With our dependence on space-based systems growing, and threats to them accelerating nearly as fast, the new U.S. Space Force is good for the country. A military service fighting to maintain our vital on-orbit capabilities, even while they are under attack, will be a key member of the joint war-fighting team.

Gen. John “Jay” Raymond and his staff are working a wide range of tasks to stand up the Space Force. They include important ongoing responsibilities such as space situational awareness and commercial satellite contracting, as well as planning for and exercising defensive and offensive missions in wartime. However, their efforts are made less efficient and effective by one huge impediment: the over-classification and compartmentation of both program and intelligence space information.

Overcoming this impediment will require a personal push from the entire leadership of the Department of Defense, led by the secretary, as well as the intelligence community, led by the director of national intelligence.

Those of us who have served in high-level defense and intelligence positions have been aware of the problems for years, but neither we nor those who came before and after us have sustained the effort necessary for reform. The rules and procedures for handling sensitive information about space systems were set early in the space race when the sensitive nature of the nation’s efforts against an existential foe created a “norm” of compartmentalized, classified programs at the highest levels.

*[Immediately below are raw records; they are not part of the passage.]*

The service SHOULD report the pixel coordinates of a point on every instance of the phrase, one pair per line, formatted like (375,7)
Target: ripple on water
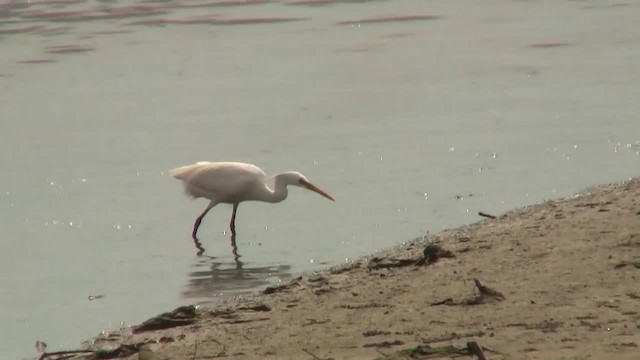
(389,19)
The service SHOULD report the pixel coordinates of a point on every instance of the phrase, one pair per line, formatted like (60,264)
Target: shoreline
(558,279)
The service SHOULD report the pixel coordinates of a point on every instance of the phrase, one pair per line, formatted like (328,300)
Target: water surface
(414,115)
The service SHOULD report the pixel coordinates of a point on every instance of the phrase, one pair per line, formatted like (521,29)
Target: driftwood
(184,315)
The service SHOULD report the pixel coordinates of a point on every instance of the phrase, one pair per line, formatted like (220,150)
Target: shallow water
(414,115)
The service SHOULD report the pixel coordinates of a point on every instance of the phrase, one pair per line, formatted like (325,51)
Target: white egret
(234,182)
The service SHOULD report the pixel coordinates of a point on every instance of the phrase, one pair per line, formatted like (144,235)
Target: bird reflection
(228,275)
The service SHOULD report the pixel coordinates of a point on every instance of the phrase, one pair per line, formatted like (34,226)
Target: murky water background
(415,115)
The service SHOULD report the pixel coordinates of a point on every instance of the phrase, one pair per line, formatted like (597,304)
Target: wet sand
(557,280)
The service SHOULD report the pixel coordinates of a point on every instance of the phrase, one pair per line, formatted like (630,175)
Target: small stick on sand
(476,350)
(308,352)
(482,213)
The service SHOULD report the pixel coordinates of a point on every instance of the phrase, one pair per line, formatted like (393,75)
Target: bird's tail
(183,172)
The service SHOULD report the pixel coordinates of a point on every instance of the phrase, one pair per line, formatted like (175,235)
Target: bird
(233,183)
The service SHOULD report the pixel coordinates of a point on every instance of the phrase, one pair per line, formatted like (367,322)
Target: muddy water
(414,115)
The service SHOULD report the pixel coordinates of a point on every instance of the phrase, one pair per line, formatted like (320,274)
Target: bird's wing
(224,181)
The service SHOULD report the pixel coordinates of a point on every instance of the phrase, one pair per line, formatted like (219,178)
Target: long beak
(314,188)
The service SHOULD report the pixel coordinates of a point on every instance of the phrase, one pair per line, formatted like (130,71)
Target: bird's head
(297,179)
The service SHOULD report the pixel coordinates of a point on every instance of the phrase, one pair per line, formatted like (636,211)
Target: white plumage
(234,182)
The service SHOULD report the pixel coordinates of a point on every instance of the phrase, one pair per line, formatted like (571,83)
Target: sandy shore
(565,277)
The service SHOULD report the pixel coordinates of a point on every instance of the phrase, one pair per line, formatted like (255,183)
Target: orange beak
(314,188)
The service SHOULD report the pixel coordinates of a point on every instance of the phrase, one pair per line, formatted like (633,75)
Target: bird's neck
(279,191)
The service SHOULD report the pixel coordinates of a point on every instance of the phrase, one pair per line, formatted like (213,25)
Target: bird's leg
(196,225)
(232,225)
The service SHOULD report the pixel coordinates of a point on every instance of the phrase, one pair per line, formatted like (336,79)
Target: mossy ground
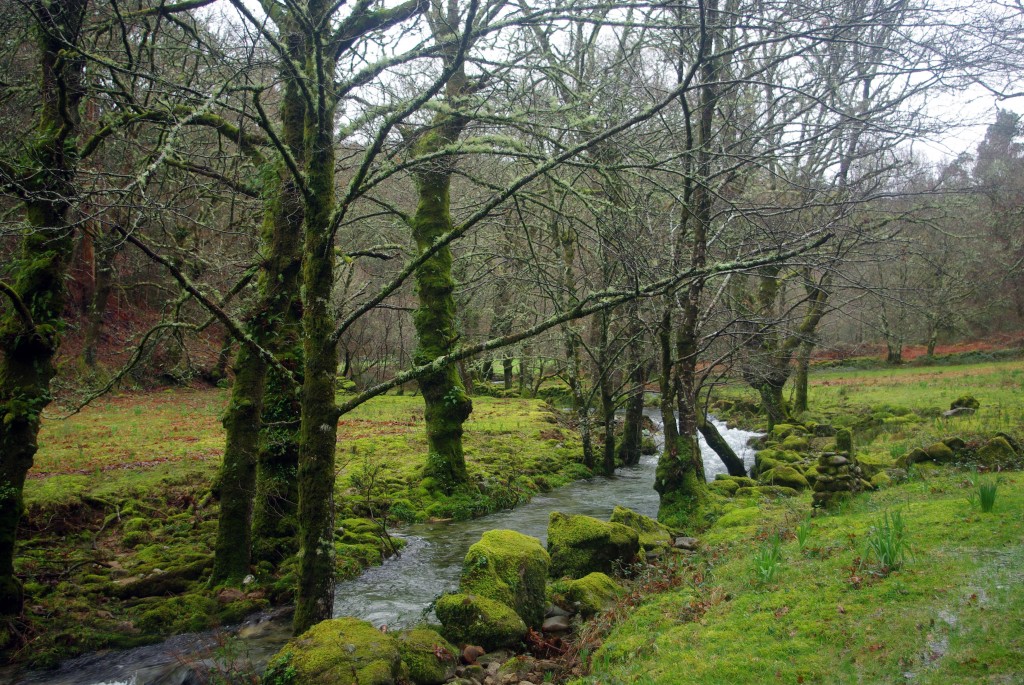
(953,613)
(121,490)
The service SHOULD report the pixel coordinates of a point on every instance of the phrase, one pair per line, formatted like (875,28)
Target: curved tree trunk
(30,329)
(714,438)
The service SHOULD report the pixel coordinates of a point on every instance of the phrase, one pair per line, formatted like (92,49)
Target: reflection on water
(396,593)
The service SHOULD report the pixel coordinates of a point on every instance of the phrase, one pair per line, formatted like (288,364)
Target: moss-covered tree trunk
(31,326)
(629,448)
(733,464)
(318,430)
(257,480)
(446,404)
(800,380)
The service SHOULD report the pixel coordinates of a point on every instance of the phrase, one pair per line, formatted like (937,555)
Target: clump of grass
(986,494)
(887,544)
(803,532)
(768,559)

Whatever the validity of the reasons at the time, by now the partitioned nature of space program classification still remains and far exceeds that of other equally sensitive domains — air, land, sea, undersea and cyber. There are at least three major baleful impacts of the current system:

Duplication with space acquisition programs: Because of the multilayered security compartmentation in the space domain, in many cases the same tech-development problems are solved multiple times, sometimes even within the same organization! By the time the chain of knowledge reaches a person with sufficient clearances to see across the compartments, that person is such a high-level executive that he or she doesn’t have sufficient depth in the technology and/or the time to dig into the area to recognize that one solution has applicability across multiple compartments.

As the vice chairman of the Joint Chiefs of Staff, Gen. John Hyten recently put it: “If the only people in the room are four stars, you really can’t get any work done.” The result is both wasted resources and missed opportunities. The Department of Defense has no idea if we are spending enough on space because the efficiency of what we spend is so reduced by over-classification.

Nonexistent or rudimentary integration of space capabilities into the plans and exercises of combatant commanders: Most space programs believe they have done their duty to the war fighter if they have presented a briefing to a four-star combatant commander and added that leader’s name to the “in-briefed” list, and assumed that he or she can single-handedly fold the capability into the operations plans of the command. The commander signs a piece of paper with strange names on it, informing that individual that if he or she talks with anyone else about the program, the signatory will be liable to prosecution. Without knowledgeable operations staffs that have exercised these programs, there is little chance they will be effective when needed the most — when conflict starts.

Ignorance of specific space threats: China and Russia are deploying space-based systems that will threaten forward-deployed, American joint task forces at sea, in the air and on the ground. Yet, the details of this threat are so highly classified that they are not known by the deploying forces. It matters to a carrier battle group in the Western Pacific exactly how well a Chinese satellite system can track individual ships — to what accuracy, under what weather conditions, despite what countermeasures. Currently, information like this can only be provided to forward forces with extraordinary precautions that make it late and often useless. The battle groups have not incorporated this key intelligence into predeployment training. If the situation is this bad for American forces, it is even worse for coalition forces alongside us in every war we have fought.

What is the solution? The problem is not easy, or else it would have been fixed by now. There are powerful, bureaucratic forces invested in the current system: The rewards for sharing pale against the penalties of mishandling highly classified space information.

In practice, it is almost impossible for a military commander or civilian official to overrule the security bureaucracy. As a first step, we recommend the establishment of a high-level commission of former officers and officials to recommend a better system. The commission should be charged to document the costs of the current system, then to come up with a better one that will protect information to a high degree while allowing much greater sharing across acquisition programs, between programs and operational forces, and between the intelligence community and operational forces.

With a plan for improvement in hand, current defense leaders will have a blueprint for improvement, and Gen. Raymond’s new service will have a better chance for success.

Dennis Blair is a former commander of U.S. Pacific Command and served as the director of national intelligence. He currently chairs the Lockheed Martin Space Senior Advisory Group. Robert Work previously served as U.S. deputy secretary of defense. He is currently a director at Raytheon Technologies and is on the board of advisers for several small, high-tech space companies.